Todo mundo é bonito


Ana Elisa Ribeiro, Digestivo Cultural

“Não é bem assim, eu sei. O que é bonito para você? Não sei. Não me perguntem o que vejo em todo mundo que me parece prazeroso, mas eu vejo. Melhor: eu tenho visto. Não é sempre assim. Talvez eu não tenha me apercebido de que os detalhes costumam ser melhores do que o conjunto da obra. Às vezes o contrário: o todo é melhor do que as partes, sem ser sequer a soma delas. Não é. E isso sem falar no jeito, no charme ou na ginga, na aura ou no clima, que fazem com que a beleza aumente ou diminua. Isso sem falar que a trilha sonora melhora muita cena. Que o título amplia o sentido do texto.
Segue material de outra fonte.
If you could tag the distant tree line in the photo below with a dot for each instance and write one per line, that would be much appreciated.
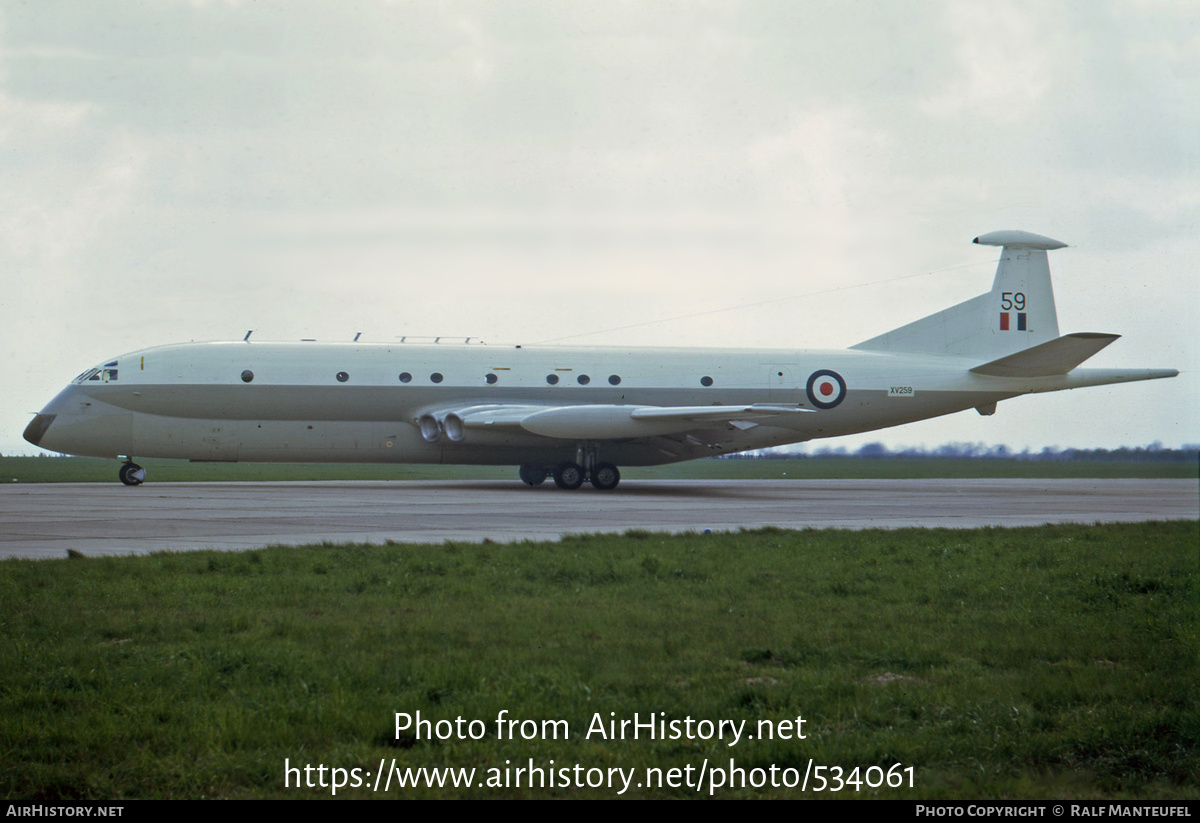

Que a qualidade da tinta nem sempre sustenta o quadro.

Dia desses falávamos, em dois ou três num conversê à toa, dentro de um carro ou numa mesa de bar, não me recordo, sobre o padrão. Não, não era nada disso. Era um almoço pós-trabalho, num restaurante comum em Brasília, quando tivemos tempo de falar de coisas cotidianas. E ali estávamos dois mineiros, um carioca, um paulista e um paraibano falando da beleza, das pessoas e dos delírios de lindeza. Na diversidade de nós mesmos, ali, naquela mesa tão improvável, já fazíamos parte da amostragem propensa aos gostos e às modalizações mais outras. Um paraibano de olhos claros, um carioca muito magro, um paulista de cabelos lisos, um mineiro forte e uma mineira Frida Kahlo. E dizíamos do que a publicidade reforça que a cultura não deixa. Neste mundo de imprudentes padrões A ou B, a nossa existência genotípica desobediente ajuda a atrapalhar as campanhas para que sejamos mais ou menos iguais. Quem não levou uma foto da atriz ao cabeleireiro? Faça assim, por favor? Meus resultados foram sempre trágicos porque meu cabelo é brasileiro, enquanto a atriz era europeia. Quem não invejou um braço, uma perna ou um peito? Mas quem é que traz essas sensações de que o que eu tenho não serve de modelo? Que o digam estas sobrancelhas atípicas, que às vezes querem que eu desbaste... mas só quando não estão na moda. Minha alegria mais sossegada é quando Malu Mader, Patrícia França ou Marisa Monte estão na moda, saem nas capas e dão entrevistas. As sobrancelhas cheias podem dormir em paz, até a próxima novela.

É dizer que bonita é a lourona peituda. É dizer que bacana é o macho polígamo. É dizer que magrelas são preferíveis a gorduchas. É dizer que cabelos lisos são o sonho de consumo de um país inteiro de encaracoladas. É dizer que homens altos estão em falta. É dizer que não gosto de artifícios e mal uso batom. É dizer que homens preferem as carnes aos ossos. E assim fomos tecendo uma tarde inteira de recomeços sobre a beleza.

Se a publicidade reforça um estilo Juliana Paes ou Carolina Dieckman, nossas vidas vão nos ensinando as rechonchudas que comem hambúrguer com batata frita. É na estria que a mulher se confirma? Não. É na celulite, muito desconhecida dos rapazes, que não sabiam nem diferenciar coisa de outra. São aquelas rajadas ou aquelas bolinhas? Eu quero é pegar.

E lá íamos nós atravessando as bonitezas todas, quando chegamos à negação do padrão publicitário. Sentimos muito, Gisele, mas a minoria é só no banheiro. Aqui pra nós só vemos coxas que balançam e peitos de todos os tamanhos e jeitos. Caímos na gargalhada ao lembrar que sobrancelhas, cílios e bocas têm seus afetos e delícias. Todos.”